Erfreulich was die Natur trotzdem noch in diesen sehr grauen Novembertag hineinzaubert. Hier sind es knallrote Hagebutten…

…und, ganz unerwartet, kommt auch noch das knallige Blau der Schlehen dazu.

Dieser prächtige Herbstlaub-Mischwald, mit Buchen, Hainbuchen und Eichen würde mit ein paar Sonnenstrahlen noch viel besser zur Geltung kommen.

Jetzt regnet es schon über 3 Stunden ohne Unterbrechung. An eine Mittagspause irgendwo am Weg ist gar nicht zu denken, es ist alles viel zu naß. Und eine geschützte Bushaltestelle oder ähnliches findet sich auch nicht. Einmal klettere ich in ein Spielhaus auf einem Spielplatz und komme fast nicht wieder raus, weil sich mein Rucksack verkeilt hat.

Da freut man sich über einen Grenzturm am Weg, weil er zumindest ein wenig Wind- und Regenschutz bietet.

Ich wandere jetzt langsam in das Tal des Flüsschens Dumme hinunter und erfahre auf einer Hinweistafel, daß es vielfältige Bemühungen gibt den Fluss wieder zu renaturieren, wohl auch mit Erfolg, denn Bachforelle, Flussneunauge, Eisvogel und andere mehr sind wieder da.

Schließlich durchquere ich noch das urige Naturschutzgebiet „Luckauer Holz“…

…folge dem Lauf der Dumme noch ein paar Kilometer…

…und als es schon fast ganz dunkel ist, erreiche ich nach gut 30 Kilometern Wanderung meine Unterkunft in der Nähe von Wustrow, zugegebenermaßen ein wenig kaputt. Der Weg war lang, es gab viel zu entdecken und zu lernen und der November hat sich heute als wahrhaftiger November gezeigt.
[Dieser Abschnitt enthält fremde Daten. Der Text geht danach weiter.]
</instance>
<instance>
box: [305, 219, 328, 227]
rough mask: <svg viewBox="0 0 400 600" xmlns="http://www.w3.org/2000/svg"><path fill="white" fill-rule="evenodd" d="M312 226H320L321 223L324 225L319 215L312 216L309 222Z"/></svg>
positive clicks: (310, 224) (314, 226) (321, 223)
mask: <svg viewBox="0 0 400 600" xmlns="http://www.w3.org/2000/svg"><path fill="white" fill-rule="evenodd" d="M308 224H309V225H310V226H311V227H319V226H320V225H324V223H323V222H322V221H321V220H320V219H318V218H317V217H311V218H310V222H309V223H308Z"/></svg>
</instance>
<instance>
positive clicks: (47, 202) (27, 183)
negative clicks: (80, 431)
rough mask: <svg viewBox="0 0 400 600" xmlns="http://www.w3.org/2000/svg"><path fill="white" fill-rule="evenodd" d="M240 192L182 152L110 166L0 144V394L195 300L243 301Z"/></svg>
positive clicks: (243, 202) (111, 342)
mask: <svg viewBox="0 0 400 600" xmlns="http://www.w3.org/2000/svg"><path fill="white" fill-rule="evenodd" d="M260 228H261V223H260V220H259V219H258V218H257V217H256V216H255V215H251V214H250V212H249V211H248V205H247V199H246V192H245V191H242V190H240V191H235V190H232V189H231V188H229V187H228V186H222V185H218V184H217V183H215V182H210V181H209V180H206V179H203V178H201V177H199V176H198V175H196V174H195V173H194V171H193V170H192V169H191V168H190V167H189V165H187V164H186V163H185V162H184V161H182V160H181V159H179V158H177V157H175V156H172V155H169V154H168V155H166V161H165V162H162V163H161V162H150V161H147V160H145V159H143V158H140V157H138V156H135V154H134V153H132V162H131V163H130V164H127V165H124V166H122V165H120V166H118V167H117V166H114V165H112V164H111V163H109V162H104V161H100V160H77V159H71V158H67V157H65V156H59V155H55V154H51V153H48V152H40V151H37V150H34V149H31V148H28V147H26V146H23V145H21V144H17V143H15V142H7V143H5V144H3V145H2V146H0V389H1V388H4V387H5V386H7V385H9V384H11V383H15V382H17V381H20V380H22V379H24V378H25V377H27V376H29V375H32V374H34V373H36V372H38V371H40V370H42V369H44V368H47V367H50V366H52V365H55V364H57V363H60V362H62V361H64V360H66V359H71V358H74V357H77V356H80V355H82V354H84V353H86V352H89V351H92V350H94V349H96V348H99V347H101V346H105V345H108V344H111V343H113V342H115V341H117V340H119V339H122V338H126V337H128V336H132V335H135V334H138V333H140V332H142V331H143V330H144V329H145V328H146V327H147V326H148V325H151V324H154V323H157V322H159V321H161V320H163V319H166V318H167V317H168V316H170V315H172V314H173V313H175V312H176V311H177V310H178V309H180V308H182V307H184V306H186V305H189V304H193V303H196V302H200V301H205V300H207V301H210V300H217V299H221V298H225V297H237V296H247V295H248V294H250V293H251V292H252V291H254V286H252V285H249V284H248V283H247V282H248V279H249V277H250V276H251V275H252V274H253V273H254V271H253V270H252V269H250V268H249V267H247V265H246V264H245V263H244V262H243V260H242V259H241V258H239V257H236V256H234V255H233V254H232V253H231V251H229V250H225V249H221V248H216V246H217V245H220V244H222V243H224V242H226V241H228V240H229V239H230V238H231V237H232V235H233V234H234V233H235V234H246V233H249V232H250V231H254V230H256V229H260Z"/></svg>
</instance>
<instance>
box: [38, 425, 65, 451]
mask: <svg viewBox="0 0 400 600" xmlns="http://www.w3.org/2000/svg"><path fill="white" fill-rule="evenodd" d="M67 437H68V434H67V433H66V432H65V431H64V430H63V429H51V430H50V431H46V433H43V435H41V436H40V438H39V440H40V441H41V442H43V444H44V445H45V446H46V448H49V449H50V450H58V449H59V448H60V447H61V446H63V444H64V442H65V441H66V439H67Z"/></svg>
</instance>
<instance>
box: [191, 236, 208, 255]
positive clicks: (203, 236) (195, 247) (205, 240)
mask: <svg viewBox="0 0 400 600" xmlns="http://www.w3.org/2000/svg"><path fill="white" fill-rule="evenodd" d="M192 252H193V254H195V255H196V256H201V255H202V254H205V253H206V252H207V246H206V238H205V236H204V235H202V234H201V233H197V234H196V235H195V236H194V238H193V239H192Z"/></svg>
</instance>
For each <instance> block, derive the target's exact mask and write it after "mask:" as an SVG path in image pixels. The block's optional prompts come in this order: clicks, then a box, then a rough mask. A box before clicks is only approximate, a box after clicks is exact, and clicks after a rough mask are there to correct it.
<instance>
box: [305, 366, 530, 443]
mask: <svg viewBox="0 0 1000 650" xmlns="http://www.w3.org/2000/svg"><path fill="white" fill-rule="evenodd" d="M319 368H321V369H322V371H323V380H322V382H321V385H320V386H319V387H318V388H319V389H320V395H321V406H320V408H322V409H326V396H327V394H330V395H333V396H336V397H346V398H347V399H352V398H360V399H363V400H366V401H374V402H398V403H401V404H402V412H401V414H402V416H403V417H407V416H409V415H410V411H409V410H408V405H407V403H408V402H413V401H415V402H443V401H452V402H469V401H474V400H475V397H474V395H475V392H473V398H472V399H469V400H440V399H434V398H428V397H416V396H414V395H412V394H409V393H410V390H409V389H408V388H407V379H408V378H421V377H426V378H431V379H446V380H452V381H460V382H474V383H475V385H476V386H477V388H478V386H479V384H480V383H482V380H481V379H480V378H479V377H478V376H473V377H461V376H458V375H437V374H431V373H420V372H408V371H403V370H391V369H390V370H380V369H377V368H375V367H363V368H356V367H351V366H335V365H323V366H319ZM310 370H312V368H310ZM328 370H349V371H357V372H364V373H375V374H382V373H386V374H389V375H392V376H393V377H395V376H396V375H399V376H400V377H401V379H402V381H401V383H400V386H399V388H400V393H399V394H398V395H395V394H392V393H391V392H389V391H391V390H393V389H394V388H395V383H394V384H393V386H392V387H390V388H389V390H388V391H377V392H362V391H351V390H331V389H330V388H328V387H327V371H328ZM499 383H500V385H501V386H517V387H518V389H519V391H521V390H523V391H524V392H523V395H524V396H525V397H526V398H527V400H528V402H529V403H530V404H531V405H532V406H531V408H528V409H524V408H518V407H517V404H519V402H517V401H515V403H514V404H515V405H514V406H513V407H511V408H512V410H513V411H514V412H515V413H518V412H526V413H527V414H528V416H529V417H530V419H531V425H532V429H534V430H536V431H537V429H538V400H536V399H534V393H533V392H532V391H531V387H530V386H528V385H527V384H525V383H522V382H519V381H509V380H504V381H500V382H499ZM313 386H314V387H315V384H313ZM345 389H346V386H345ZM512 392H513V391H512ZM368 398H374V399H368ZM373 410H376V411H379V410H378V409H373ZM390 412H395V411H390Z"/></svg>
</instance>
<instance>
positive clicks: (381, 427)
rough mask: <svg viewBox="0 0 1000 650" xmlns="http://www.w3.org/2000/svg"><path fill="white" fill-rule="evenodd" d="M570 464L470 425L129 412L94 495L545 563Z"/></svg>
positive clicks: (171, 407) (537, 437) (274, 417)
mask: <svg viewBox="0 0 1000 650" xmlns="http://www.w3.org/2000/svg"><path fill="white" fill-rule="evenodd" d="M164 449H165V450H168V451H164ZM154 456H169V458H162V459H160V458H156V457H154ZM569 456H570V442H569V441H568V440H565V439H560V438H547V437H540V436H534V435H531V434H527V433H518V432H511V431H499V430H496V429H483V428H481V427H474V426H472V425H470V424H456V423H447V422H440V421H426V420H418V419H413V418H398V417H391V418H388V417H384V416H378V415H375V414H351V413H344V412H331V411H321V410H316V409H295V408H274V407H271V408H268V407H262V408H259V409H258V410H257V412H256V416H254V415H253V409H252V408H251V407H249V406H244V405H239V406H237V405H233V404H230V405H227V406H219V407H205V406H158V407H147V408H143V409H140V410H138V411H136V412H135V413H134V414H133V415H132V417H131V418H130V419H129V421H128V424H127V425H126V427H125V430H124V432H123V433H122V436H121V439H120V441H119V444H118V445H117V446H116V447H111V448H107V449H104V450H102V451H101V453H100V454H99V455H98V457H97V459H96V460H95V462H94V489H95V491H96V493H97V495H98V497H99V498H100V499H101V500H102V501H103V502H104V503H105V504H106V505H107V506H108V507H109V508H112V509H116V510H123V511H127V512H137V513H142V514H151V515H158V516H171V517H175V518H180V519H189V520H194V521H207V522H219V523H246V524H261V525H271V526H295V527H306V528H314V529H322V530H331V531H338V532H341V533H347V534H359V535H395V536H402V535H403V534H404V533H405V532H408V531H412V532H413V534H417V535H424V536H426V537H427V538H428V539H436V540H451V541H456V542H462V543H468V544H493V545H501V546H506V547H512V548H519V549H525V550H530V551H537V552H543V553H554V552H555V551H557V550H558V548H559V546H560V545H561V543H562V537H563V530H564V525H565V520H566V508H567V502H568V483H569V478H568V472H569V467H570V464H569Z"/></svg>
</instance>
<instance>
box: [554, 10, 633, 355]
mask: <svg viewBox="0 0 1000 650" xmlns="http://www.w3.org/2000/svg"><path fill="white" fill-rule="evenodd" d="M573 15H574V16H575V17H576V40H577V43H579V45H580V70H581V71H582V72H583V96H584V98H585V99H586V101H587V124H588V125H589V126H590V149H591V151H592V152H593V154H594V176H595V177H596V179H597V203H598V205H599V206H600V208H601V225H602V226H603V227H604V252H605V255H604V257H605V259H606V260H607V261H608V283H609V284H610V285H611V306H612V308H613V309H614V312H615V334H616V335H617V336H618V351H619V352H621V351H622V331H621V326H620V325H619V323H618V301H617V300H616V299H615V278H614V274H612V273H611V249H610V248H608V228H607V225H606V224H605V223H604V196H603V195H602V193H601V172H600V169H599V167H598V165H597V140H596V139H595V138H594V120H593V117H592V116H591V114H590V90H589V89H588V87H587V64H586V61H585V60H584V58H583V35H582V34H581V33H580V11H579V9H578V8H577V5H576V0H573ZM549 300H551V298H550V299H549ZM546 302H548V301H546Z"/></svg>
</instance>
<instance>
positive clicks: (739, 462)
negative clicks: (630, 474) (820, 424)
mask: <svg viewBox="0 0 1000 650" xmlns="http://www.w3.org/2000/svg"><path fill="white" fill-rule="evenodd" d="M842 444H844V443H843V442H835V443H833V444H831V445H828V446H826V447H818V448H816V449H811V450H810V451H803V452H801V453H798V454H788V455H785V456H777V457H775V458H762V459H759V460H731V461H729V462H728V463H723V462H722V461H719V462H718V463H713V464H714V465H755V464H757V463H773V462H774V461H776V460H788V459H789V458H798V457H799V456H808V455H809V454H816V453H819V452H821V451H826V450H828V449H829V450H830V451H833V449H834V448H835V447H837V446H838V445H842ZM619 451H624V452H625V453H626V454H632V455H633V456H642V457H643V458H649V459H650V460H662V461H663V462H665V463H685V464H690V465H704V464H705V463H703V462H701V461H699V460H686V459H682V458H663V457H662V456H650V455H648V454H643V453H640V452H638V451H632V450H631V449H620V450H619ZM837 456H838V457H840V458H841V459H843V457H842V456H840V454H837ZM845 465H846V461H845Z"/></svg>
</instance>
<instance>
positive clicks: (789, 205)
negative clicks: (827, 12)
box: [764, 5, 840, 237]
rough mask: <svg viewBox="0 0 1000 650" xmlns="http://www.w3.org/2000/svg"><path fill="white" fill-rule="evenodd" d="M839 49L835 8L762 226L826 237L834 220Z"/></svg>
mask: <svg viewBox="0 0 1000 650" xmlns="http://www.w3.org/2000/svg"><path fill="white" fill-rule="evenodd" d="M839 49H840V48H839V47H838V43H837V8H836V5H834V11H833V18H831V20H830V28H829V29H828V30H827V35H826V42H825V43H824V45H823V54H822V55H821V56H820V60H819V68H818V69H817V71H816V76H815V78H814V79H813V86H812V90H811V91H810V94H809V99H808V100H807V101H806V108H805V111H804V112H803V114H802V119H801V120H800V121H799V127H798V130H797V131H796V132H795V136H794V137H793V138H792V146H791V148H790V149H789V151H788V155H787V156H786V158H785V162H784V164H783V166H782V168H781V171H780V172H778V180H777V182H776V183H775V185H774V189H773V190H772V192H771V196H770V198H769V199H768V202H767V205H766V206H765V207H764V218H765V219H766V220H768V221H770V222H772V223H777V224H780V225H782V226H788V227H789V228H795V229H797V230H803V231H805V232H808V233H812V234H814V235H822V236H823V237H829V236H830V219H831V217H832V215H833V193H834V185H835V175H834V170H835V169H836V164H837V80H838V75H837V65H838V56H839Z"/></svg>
2 Kommentare auch kommentieren

  1. Angela Klimas sagt:

    Toll, so wunderbare Bilder.

  2. Heidi sagt:

    Novemberregen klatscht gegen die Fensterscheiben.
    Ich kuschel mich in meine weiche Decke, genieße einen heißen Fliederbeersaft und tauche ein, in deine wunderbaren Bilder.
    Melancholisch, märchenhaft und ein wenig wehmütig…..November.
    Wer könnte diese Atmosphäre spürbarer zu uns bringen.